During his time as the permanent secretary which spanned into the administration of His Excellency Babatunde Raji Fashola SAN, Ashafa was successful in reducing land-related gang violence by running an open-door policy where anyone who sought an appointment or had an issue with his/her land was treated fairly and equitably.
And for those who had their land taken over by the state government through the Land Use Acquisition Law, Ashafa worked hard to ensure that they were duly compensated. He went further to initiate a process where residents who built on lands that had no title could regularize it with the state government through a seamless and transparent process. That policy empowered several title owners whose properties now commanded a much higher value.
After ten successful years of heading the Lands Bureau in Lagos state, under the leadership of Governors, Asiwaju Bola Ahmed Tinubu and Babatunde Raji Fashola SAN, Gbenga Ashafa, charismatic and affable, had built a strong reputation and had grown in popularity such that he won by a landslide in the 2011 senatorial election to represent the people of Lagos East.
His former Senior Legislative Aide, Temitope Atiba describes the man himself as “a bridge-builder, a brilliant parliamentarian and a dependable ally to his colleagues.” The records and numbers also do not lie. Gbenga Ashafa had eight impactful years (2011 – 2019) at the senate.
During this time, his tasks were much different from what he had to do at the Lagos State Lands Bureau but his values remained intact and it was not surprising that he left an indelible mark when his second term ended.
Worthy of mention are Senator Gbenga Ashafa’s contributions as chairman of the Senate Committee on Land Transportation – a pivotal legislative role that endeared him to the presidency as an important partner in the rail revitalization plan of President Muhammadu Buhari.
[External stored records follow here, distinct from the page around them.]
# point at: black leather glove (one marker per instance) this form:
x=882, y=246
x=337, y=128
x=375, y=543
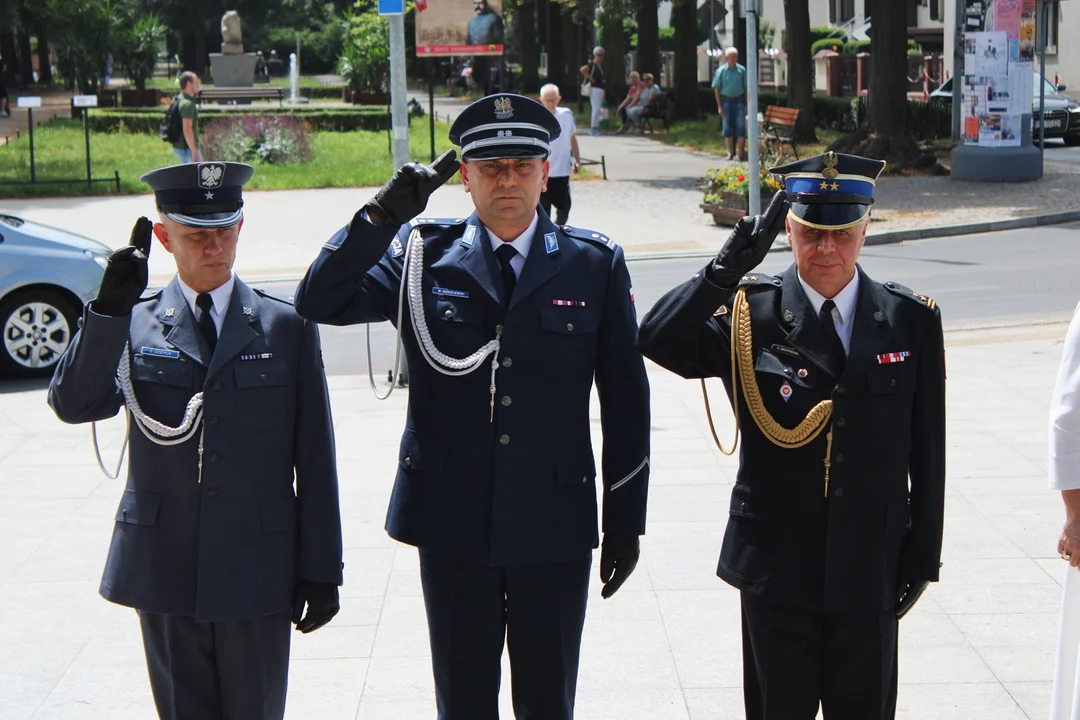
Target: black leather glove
x=126, y=274
x=618, y=559
x=909, y=594
x=748, y=243
x=406, y=193
x=322, y=601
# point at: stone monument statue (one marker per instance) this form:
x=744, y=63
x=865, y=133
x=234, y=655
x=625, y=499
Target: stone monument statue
x=232, y=42
x=232, y=67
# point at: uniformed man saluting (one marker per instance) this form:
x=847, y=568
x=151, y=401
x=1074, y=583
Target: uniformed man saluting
x=835, y=525
x=213, y=544
x=507, y=322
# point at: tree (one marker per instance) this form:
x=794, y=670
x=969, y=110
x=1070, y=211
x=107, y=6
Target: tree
x=887, y=136
x=799, y=73
x=648, y=38
x=685, y=22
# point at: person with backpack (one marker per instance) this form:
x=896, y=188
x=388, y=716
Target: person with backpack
x=181, y=122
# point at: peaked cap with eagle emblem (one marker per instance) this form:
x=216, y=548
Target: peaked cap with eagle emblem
x=201, y=194
x=831, y=191
x=502, y=126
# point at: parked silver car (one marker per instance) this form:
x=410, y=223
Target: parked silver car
x=45, y=277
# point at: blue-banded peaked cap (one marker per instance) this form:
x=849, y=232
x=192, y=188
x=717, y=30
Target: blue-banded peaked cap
x=504, y=125
x=831, y=191
x=201, y=194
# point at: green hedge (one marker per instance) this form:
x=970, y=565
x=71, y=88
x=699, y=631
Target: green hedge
x=146, y=121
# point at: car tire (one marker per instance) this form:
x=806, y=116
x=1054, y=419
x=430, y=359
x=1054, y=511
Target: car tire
x=37, y=327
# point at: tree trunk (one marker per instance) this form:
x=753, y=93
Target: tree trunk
x=44, y=60
x=685, y=22
x=799, y=70
x=612, y=13
x=648, y=38
x=8, y=50
x=528, y=49
x=25, y=58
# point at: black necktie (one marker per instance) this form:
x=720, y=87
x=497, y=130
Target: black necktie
x=832, y=337
x=505, y=254
x=205, y=303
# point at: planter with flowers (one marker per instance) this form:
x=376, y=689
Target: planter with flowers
x=726, y=193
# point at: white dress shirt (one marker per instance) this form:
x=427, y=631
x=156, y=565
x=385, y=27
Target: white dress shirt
x=220, y=295
x=1065, y=415
x=844, y=314
x=522, y=244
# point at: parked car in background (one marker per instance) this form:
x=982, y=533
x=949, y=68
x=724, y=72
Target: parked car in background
x=1062, y=112
x=45, y=276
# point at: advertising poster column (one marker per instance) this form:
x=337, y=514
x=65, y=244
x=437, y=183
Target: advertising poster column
x=997, y=91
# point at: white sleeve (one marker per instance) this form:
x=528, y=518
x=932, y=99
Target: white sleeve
x=1065, y=415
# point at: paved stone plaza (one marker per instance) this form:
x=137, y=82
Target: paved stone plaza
x=979, y=646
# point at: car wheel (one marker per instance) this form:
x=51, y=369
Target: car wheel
x=38, y=326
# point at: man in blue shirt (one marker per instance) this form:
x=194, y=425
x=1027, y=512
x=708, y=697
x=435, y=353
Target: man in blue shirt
x=729, y=84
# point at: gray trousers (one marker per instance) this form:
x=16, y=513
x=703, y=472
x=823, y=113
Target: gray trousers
x=230, y=670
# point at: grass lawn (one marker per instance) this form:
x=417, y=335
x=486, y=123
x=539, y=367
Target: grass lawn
x=340, y=160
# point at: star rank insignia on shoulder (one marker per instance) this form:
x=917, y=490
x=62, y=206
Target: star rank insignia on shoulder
x=899, y=289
He was so passionate about the progress of the rail projects across the country that he relentlessly defended the budgetary provisions for rail projects such that the National Assembly appropriated the funds needed for the counterpart funding in the federal government’s partnership with the Chinese EXIM Bank.
Little wonder he earned the nickname “The Rail Man” after he championed the passage of the Railway Bill which sought to lay the foundation for the infusion of private capital in Nigeria’s railway sector.
The bill represents a radical departure from the norm by effectively separating the components of the railway sector into two independent features; regulatory and operational in line with international best practices, thereby creating a level playing field for private sector participation.
The bill was passed by the senate and the effort was commended by the National Assembly Business Environment Roundtable (NASSBER) as well as affiliates of the World Bank.
The same can be said of the National Transport Commission Bill which the distinguished senator passionately championed as Chairman Committee on Land Transportation. The bill sought to create a multi-modal transport sector economic and safety regulator.
Today, the Distinguished Senator turns 65 and I wish him many more active years in the service of humanity and nation-building. Senator Ashafa was the quintessential representative who always put the needs of his constituents first and was never shy of taking responsibility whenever the need arose.
It was always clear on whose side he stood when he contributed on the floor of the senate – where he was relentlessly committed to defending the interest of Lagos and Lagosians. The country needs more committed and competent parliamentarians like Senator Gbenga Ashafa whose selflessness and democratic ideals are imperative especially at a time when the entire world is grappling with a global health and economic crisis.